If you haven’t played Naughty Dog’s critically acclaimed third-person survival-horror action game, please do so before reading this review. If you have, you’ll already understand why the ending of The Last of Us was exceptionally perfect. After facing a myriad of obstacles and enemies, the game’s two protagonists, Ellie and Joel, who started out as strangers, become irreplaceable in one another’s lives. Voiced by Troy Baker (Batman: Arkham Origins, Bioshock: Infinite) and Ashley Johnson (Ben 10 Ultimate Alien: Cosmic Destruction), the duo reflect the feelings of being on the opposite ends of an emotional spectrum during an epidemic that collapses humanity.

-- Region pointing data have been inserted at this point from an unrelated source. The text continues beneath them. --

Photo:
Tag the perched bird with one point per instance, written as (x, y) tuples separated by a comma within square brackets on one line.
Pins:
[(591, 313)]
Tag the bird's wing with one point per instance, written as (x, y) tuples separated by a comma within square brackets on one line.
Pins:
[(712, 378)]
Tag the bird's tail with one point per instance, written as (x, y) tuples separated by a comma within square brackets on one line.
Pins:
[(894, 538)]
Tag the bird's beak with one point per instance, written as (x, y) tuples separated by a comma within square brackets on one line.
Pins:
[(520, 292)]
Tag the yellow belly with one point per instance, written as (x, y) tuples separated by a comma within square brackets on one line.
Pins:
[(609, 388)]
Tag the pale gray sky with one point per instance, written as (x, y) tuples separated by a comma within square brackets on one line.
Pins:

In the DLC, gamers play Ellie (Johnson) for three to four hours, jumping between two pivotal moments in her life. The first part serves as a prequel to the game and introduces the player to the character Riley Abel (voiced by Yaani King), a close friend of Ellie’s that has connections to the rebel militants, the Fireflies. The second part takes places around the mid-part of the third act of the primary campaign when Joel, after being injured during a fierce battle with hunters at a college campus, becomes indisposed. The game jumps between these two time periods, and while they’re not connected in either story or gameplay, you get a sense of who Ellie was prior to meeting Joel. Even despite the knowledge of Riley’s fate (gamers learn of her death in the main story), Druckmann and Straley craft a compelling game that creates an earnest hope that something miraculous could avert the impending tragedy.
You never stray from Ellie’s point of view throughout as you learn about her adolescent friendship with Riley and her strength in ensuring Joel’s safety. Other than Gone Home, Left Behind wonderfully documents the ordinary, yet beautiful teenage friendship between the two girls amidst extraordinary circumstances. As you navigate between both timelines, you’re reminded what it felt like to be a teenager and how intense the larger world around you can be. Ellie was forced at a young age to leave the things (and people) she loved behind, yet she’s still a kid so you watch her struggle to keep the things she holds dear close. In a matter of moments, her and Riley go from reaffirming their BFF-status to fighting each other to sharing a moment of brevity to depending on one another to survive. It says so much in its few short hours of gameplay that the only complaint is that it ends all too soon.
The gameplay itself is impressive and responsive, as the controls handle smoothly and allows gamers to navigate around obstacles with relative ease. Left Behind doesn’t change up or add anything new to the mix, which doesn’t affect the panicky and exhilarating gameplay rhythm. Without Joel in the picture, we get to learn a bit more about Ellie — her brand of humor and her undeniable resiliency — and cheer hopelessly for her friend’s survival. If anything, knowing the outcomes of Riley, Ellie and Joel helps to imbue the game with this sense of pathos.
The Last of Us: Left Behind proves that Naughty Dog knows how to craft games for a serious and mature audience. Ellie, as the star of this thrilling adventure, is endearing, funny, strong-willed, and capable even when the odds are against her. In the game, the complaint may be that the price is a lot to play for how short the experience is, but the DLC is a gripping and compelling addition to the franchise.
Don’t believe us? Watch the trailer below:
One of the most riveting DLC’s you’ll play this year is available exclusively in the PlayStation Store for $14.99.